Used Citroen C4 Cactus 2014-present

Used Citroen C4 Cactus 2014-present review

What is it like?

Review continues below...

What's the used Citroën C4 Cactus hatchback like?

Once upon a time, it would have been unthinkable for a Citroën to have been anything but a style leader. But the firm went through a long period of hardship, and one of the casualties of that was its avant-garde, and potentially off-putting, design language. 

However, a brace of Picasso-dubbed MPVs hinted at a potential rethink to this remit, and when the C4 Cactus appeared in 2014, it truly heralded the return of design flair to the French brand's cars. 

This quirky five-door hatchback is the firm’s take on the fashionable small SUV, with eye-catching rubberised Airbumps along the side and vivid and contrasting colour options to match. At heart, it’s a practical little family car that's based on the platform of the smaller Citroën C3.
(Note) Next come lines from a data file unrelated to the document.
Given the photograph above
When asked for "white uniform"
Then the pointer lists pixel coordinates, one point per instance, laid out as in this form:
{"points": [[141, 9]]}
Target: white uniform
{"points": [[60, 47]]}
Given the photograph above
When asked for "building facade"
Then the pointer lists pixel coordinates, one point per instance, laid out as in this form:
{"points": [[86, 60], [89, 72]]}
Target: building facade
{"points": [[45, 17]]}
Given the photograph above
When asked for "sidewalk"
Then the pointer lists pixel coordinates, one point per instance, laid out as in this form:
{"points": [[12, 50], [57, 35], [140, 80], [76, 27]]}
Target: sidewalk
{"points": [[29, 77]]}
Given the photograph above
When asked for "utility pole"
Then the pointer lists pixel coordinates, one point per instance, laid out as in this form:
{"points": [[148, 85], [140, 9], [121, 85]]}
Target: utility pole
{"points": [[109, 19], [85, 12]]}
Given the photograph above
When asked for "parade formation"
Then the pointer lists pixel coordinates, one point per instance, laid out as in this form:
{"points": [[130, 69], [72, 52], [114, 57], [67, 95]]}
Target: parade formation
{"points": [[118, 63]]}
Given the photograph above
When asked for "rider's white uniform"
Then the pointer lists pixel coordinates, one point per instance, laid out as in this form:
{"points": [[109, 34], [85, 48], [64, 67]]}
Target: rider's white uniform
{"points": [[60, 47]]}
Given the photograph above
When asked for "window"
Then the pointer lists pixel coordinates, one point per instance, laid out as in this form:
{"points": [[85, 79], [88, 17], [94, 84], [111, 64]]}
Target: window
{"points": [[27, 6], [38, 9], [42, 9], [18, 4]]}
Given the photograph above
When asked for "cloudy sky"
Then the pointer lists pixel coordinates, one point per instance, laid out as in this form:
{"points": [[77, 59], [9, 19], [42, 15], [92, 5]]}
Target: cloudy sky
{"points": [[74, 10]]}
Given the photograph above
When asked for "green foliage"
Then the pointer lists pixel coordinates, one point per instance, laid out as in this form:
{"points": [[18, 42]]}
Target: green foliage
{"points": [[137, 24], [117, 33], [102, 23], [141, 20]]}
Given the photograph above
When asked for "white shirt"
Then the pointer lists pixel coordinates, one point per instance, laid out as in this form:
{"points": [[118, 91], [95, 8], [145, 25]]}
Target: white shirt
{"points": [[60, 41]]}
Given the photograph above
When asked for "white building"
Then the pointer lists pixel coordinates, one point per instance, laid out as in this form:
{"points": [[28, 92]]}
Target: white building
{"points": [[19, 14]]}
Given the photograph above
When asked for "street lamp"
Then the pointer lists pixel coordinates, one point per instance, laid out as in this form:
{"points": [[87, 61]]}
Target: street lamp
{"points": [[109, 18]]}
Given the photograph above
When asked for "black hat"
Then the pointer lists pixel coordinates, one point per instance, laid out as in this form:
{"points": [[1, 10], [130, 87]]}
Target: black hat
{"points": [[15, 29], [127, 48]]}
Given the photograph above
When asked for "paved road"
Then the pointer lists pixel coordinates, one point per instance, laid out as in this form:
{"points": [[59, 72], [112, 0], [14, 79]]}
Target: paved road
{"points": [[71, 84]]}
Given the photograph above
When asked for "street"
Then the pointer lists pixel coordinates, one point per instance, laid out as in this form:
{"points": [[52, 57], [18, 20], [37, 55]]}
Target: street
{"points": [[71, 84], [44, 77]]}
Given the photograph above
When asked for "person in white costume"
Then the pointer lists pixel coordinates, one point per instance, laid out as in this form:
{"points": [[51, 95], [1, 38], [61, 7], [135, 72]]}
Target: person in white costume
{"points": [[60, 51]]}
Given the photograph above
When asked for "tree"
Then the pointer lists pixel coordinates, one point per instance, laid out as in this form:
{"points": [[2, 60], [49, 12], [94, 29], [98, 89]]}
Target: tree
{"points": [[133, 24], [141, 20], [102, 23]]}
Underneath the unusual styling is a range of frugal petrol and diesel engines, with many dipping below the 100g/km of CO2 emissions level. Petrol-wise, there's a three-cylinder 1.2 Puretech 82, a turbocharged 1.2 110 model, and a 130 version for those after a bit more oomph. The sole diesel is the 1.6 BlueHDi 100.

There’s a wide choice of trims, too, especially on the older cars: Touch, Feel, Flair, Flair Edition and Onetone. Every model gets a 7.0in infotainment touchscreen, as well as a DAB radio, electric front windows and cruise control. You have to step up to Feel trim to get air conditioning and Bluetooth.

A facelift in 2018 reduced the range to Feel and Flair and dropped the least powerful 82bhp 1.2-litre petrol engine in favour of the turbocharged 1.2 Puretech 110. You can also spot a facelifted Cactus by its lower-down Airbumps and different rear-end styling.

On the road, the 109bhp 1.2 turbo petrol badged Puretech 110 picks up eagerly from low revs and doesn’t mind being worked hard, although there’s a bit of a surge of power in the middle of the rev range. That engine is also offered in a lower-powered form, badged 82. This version produces 81bhp and is tolerable around town, but feels gutless on the motorway.  If you want a little more power, the Puretech 130 is a good shout. The performance is strong and it copes with motorway journeys the best out of all the engines available. The 1.6 diesel feels a little wheezy and can be gruff-sounding, too. 

As far as ride and handling goes, it’s clear that Citroën has tried to prioritise ride comfort, but in the end the C4 Cactus fails to deliver on either count. It feels worse in the later cars, if anything. The soft suspension allows the C4 Cactus’s body to pitch back and forth even under light acceleration and braking. In corners that wouldn’t trouble rivals such as the Volkswagen Golf and Skoda Octavia the C4 Cactus feels unsure of itself,  and its overly light steering doesn't help matters. The gearshift is a little vague, too, and refinement can be disappointing. 

Inside, the C4 Cactus has a rather unusual driving position, with a soft seat that you sink into. The steering wheel and driver's seat are adjustable, though, and the majority of the controls are easy to access and conveniently placed. Only the heating and ventilation controls, accessed via the touchscreen, are unnecessarily fiddly.

The later C4 Cactus cars get a smart-looking 7.0in touchscreen system that includes a DAB radio, Bluetooth connectivity and Android Auto, Apple CarPlay and MirrorLink smartphone mirroring. It’s easy to use, but it isn’t the most response set-up we’ve come across. In particular, the buttons on the surrounding black bezel can require a few prods before they respond, making the system tricky to use if you simply want to change the display while driving.

There's plenty of space up front, too, but rear space is better for two than three. Still, there's a good amount of leg and head room back there. The C4 Cactus has a reasonably sized boot provided you don’t compare it with that in the class-leading Skoda Octavia. It has a tall boot lip and the opening isn’t that wide at the base, making loading bulkier items more difficult. 

When new, the Cactus's purchase price undercuts many similarly sized rivals', and viewed as a used buy it now looks like a surprisingly sensible choice.